A swimming pool manufacturer installs rectangular pools whose length is twice the width, plus 5m. Find a simplified algebraic expression that describes the total length of coping needed. Include a labelled diagram in your solution for full marks.
L = (2 w+5)
perimeter =2 L + 2 w
= 2*(2w+5) + 2 w
= 4 w+ 10 + 2 w
= 6 w + 10
Let's assume the width of the rectangular pool is "w" meters.
According to the given information, the length of the pool is twice the width, plus 5 meters. Therefore, the length can be expressed as:
Length = 2w + 5 meters
Now, let's define "c" as the coping needed along the width and "d" as the coping needed along the length. Since there are two widths and two lengths in a rectangular pool, the total length of coping needed can be expressed as:
Total Length of Coping = 2c + 2d
To determine the dimensions of the coping needed, we can consider the diagram shown below:
```
----------------------------------------------------
| d |
| |
| d |
| |
|-------- c ------ ... ------- c ----------|
| |
| |
| |
|--------------------------- w ----------------|
```
From the diagram, we can observe that the coping along the length is equal to the length of the pool (2w + 5 meters). Similarly, the coping along the width is equal to the width of the pool (w meters). Therefore, we can substitute these values into the equation for the total length of coping needed.
Total Length of Coping = 2c + 2d
= 2(w) + 2(2w + 5)
= 2w + 4w + 10
= 6w + 10
Thus, the simplified algebraic expression that describes the total length of coping needed is 6w + 10 meters.
To find a simplified algebraic expression for the total length of coping needed for the rectangular pool, let's first understand what coping is. Coping is the material placed around the edges of a swimming pool to provide a finished look and help secure the pool structure.
Let's start solving this problem step by step.
Step 1: Understanding the problem
According to the problem, the length of the rectangular pool is twice the width plus 5 meters.

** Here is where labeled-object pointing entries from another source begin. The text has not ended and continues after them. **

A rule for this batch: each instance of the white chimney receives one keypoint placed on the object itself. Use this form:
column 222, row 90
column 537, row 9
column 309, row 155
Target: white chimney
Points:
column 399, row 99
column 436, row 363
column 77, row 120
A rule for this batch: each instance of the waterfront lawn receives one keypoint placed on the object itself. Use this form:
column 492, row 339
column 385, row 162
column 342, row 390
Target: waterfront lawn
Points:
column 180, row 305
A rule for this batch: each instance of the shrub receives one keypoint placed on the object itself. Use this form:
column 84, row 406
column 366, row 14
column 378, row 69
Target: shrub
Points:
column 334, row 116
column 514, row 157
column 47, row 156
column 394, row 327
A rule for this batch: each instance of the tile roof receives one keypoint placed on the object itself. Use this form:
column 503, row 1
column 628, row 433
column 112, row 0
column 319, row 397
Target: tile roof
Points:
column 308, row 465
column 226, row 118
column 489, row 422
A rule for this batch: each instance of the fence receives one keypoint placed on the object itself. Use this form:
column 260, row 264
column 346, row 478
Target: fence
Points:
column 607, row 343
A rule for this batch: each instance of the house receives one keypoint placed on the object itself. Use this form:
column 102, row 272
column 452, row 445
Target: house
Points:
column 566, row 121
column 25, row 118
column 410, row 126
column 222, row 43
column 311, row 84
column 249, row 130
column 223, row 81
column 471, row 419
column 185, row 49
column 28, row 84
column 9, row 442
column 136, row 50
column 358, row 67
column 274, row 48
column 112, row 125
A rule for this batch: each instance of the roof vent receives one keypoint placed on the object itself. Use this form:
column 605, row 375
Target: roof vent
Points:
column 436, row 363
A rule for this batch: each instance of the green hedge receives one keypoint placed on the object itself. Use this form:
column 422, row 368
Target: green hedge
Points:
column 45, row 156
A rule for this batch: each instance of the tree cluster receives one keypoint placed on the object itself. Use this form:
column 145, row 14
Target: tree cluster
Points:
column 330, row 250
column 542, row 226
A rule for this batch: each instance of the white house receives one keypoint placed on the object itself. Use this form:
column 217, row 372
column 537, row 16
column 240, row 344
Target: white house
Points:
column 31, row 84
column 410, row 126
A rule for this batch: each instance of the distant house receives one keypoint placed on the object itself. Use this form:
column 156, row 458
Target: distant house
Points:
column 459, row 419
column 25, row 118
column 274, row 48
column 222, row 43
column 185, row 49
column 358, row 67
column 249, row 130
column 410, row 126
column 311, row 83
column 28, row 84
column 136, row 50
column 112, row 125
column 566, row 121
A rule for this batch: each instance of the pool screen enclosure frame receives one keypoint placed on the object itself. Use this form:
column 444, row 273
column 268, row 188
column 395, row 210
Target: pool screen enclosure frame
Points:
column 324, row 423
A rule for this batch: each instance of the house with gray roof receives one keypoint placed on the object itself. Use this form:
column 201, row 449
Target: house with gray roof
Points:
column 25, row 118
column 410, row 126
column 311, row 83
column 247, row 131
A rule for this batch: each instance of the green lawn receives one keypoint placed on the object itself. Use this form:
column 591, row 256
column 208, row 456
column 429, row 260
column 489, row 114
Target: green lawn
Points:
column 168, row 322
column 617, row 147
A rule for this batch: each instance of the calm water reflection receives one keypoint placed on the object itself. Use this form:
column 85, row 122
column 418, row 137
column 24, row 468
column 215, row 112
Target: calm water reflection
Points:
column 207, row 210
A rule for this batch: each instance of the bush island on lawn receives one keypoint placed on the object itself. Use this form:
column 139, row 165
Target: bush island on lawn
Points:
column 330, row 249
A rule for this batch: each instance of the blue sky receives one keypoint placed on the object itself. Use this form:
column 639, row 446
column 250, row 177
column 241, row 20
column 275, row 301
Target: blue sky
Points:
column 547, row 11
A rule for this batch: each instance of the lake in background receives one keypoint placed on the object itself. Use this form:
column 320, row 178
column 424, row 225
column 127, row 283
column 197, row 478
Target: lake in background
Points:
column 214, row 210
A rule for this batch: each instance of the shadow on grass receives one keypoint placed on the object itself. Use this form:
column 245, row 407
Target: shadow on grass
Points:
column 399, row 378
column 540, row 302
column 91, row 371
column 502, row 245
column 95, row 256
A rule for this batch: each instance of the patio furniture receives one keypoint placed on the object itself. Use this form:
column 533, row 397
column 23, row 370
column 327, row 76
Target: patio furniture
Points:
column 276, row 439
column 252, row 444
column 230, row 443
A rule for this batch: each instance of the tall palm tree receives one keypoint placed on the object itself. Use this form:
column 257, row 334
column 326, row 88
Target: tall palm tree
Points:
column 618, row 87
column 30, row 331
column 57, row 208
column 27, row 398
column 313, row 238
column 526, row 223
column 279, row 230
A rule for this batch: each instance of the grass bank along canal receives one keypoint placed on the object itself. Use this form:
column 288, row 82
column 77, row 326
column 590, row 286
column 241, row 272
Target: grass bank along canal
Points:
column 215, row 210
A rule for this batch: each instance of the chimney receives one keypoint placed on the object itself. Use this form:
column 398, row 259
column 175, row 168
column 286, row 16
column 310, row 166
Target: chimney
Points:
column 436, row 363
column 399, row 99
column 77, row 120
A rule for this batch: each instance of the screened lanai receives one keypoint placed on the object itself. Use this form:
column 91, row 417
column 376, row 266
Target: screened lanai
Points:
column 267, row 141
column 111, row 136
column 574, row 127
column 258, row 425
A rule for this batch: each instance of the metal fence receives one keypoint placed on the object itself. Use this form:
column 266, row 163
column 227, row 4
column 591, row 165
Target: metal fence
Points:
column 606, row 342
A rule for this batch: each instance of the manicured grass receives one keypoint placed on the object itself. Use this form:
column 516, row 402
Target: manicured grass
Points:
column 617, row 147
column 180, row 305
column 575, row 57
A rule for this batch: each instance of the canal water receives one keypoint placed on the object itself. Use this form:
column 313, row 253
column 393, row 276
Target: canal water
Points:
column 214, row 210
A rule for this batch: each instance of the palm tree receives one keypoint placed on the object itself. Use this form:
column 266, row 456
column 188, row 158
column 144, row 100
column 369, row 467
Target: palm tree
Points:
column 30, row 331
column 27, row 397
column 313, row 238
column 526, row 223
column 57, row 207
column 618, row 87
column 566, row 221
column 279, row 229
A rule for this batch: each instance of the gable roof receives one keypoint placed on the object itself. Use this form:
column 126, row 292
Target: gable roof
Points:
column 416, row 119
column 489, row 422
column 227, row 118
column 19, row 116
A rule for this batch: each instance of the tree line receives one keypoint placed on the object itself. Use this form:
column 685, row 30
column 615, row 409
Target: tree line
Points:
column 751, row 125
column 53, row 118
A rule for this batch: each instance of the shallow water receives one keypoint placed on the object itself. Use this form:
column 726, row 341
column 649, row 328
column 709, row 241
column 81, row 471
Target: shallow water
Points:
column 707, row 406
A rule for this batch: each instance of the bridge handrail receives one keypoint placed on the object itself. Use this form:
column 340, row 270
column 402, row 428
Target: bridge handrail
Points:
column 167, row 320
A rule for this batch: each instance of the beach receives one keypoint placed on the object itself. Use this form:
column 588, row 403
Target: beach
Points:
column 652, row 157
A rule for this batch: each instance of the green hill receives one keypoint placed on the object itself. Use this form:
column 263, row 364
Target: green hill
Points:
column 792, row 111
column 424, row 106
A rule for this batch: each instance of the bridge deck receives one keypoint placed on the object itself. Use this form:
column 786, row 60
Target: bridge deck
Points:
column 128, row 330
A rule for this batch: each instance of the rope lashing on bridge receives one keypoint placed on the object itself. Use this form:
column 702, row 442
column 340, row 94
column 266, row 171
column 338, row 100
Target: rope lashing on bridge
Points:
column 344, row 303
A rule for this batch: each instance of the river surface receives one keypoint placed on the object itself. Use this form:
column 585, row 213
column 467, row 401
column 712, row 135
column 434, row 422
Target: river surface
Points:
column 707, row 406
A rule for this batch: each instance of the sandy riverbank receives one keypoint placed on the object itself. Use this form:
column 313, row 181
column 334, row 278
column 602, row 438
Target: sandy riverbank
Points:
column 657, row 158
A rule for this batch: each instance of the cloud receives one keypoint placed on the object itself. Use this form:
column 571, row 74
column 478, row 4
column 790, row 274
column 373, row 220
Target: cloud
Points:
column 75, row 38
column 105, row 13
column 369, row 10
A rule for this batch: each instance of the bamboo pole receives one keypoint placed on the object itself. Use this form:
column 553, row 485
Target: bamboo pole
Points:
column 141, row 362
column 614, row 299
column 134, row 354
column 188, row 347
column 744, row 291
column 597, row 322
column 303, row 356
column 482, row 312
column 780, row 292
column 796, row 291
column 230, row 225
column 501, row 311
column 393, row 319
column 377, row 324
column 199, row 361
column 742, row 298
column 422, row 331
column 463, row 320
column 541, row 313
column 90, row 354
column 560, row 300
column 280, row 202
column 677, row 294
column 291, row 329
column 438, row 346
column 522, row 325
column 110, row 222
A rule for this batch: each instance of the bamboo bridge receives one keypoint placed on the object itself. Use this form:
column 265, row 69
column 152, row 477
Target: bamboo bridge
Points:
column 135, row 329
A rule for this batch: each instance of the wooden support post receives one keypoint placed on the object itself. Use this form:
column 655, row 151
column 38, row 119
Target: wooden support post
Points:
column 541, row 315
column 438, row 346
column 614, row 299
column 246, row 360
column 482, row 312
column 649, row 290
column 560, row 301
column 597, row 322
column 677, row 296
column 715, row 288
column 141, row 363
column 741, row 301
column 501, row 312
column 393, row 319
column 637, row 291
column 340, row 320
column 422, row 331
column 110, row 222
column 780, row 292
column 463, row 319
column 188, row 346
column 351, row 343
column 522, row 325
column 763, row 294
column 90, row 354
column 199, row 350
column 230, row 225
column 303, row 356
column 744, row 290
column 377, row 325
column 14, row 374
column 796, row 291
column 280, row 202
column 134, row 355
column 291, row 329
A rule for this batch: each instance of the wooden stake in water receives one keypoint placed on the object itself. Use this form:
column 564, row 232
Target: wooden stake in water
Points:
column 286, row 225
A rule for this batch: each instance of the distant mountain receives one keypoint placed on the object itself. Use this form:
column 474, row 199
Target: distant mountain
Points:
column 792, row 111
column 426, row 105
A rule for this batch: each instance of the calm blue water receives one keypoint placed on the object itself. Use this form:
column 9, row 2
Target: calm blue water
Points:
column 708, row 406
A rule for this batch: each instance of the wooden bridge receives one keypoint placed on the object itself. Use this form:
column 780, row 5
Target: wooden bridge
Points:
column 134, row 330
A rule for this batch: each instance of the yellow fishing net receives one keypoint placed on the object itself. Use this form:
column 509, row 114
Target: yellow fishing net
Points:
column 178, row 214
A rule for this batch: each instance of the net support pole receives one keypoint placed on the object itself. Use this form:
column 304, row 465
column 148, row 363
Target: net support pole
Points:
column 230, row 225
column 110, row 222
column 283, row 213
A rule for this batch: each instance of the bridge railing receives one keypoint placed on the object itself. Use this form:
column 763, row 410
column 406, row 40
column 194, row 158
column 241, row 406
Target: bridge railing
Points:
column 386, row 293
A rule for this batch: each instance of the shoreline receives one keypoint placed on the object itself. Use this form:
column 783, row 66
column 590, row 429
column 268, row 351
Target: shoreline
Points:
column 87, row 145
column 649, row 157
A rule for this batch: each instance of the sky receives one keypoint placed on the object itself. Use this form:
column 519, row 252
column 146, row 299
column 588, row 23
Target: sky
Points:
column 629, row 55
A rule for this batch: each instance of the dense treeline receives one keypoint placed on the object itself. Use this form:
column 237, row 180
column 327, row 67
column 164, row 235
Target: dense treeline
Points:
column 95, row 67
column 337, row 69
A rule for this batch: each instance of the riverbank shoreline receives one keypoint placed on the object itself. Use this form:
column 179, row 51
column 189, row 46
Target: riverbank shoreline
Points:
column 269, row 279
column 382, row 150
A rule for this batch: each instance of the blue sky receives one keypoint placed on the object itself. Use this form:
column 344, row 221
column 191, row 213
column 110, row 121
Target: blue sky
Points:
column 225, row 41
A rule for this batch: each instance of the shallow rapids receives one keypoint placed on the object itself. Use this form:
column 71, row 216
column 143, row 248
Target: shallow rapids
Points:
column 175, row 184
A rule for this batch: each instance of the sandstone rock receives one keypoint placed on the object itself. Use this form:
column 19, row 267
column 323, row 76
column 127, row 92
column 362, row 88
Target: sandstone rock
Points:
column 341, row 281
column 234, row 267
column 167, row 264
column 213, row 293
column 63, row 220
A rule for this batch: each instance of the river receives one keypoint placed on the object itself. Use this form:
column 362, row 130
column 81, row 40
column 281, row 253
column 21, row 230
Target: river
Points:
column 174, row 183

Let's assume that the width of the pool is 'w' meters. Therefore, the length of the pool would be 2w + 5 meters.
Step 2: Defining the terms
To make it easier to find the expression, let's assign labels to the variables.
Let:
- 'w' represent the width of the pool.
- 'L' represent the length of the pool.
Step 3: Formulating the expression
From the problem statement, we know that the length of the pool is 2 times the width plus 5 meters.
So, we can write the equation as:
L = 2w + 5
The total length of coping needed would be the perimeter of the rectangular pool, which is the sum of all four sides.
Since we have the formulas for the length and width, we can use them to calculate the perimeter.
Perimeter = 2(length + width)
Substituting the values from our equations, we get:
Perimeter = 2(2w + 5 + w)
Perimeter = 2(3w + 5)
Perimeter = 6w + 10
Therefore, the simplified algebraic expression for the total length of coping needed is 6w + 10.
Here is a labeled diagram of the rectangular pool:
______________________
| |
| |
w | | w
| |
| |
|______________________|
In the diagram, 'w' represents the width of the rectangular pool, and the sides labeled 'w' are the width sides, while the sides labeled '2w + 5' are the length sides.
I hope this explanation helps! Let me know if you have any further questions.